If police see a ‘Quartzsite’
camp sticker on a vehicle, they know the inhabitants might be houseless. Bruder
says that the Arizona town of Quartzsite
has 73 RV parks, with 40,000 people living there between December and February
in various configurations. This ‘old
rush’ or ‘Jurassic
Trailer Park’ encampment
of nomads can move from Quartsite to a huge federal land area called “La Posa”
which allows camping for 7 months for $180.

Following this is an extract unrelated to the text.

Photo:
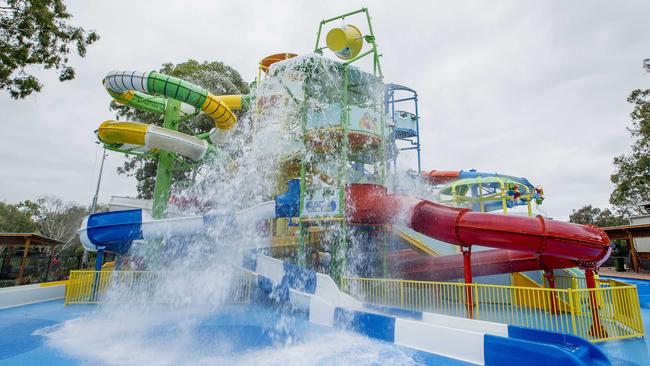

While Bruder says that ‘class lines’ are blurred at Quartzsite, I would
guess they are only put in the background so as to lessen conflict. Oldsters with $100k of RVs or trailers with all
the toys, parked near people with white Econline vans they bought for $2,500
can only induce a rolling of the eyes.
This is a quick and
illuminating read. It introduces you to
a world you might not be familiar with, until you have no choice. Rent, utilities, mortgages, real estate taxes
or house insurance are some of the biggest costs everyone faces. For working class citizens, there is no
barrier anymore to rises in every one of them.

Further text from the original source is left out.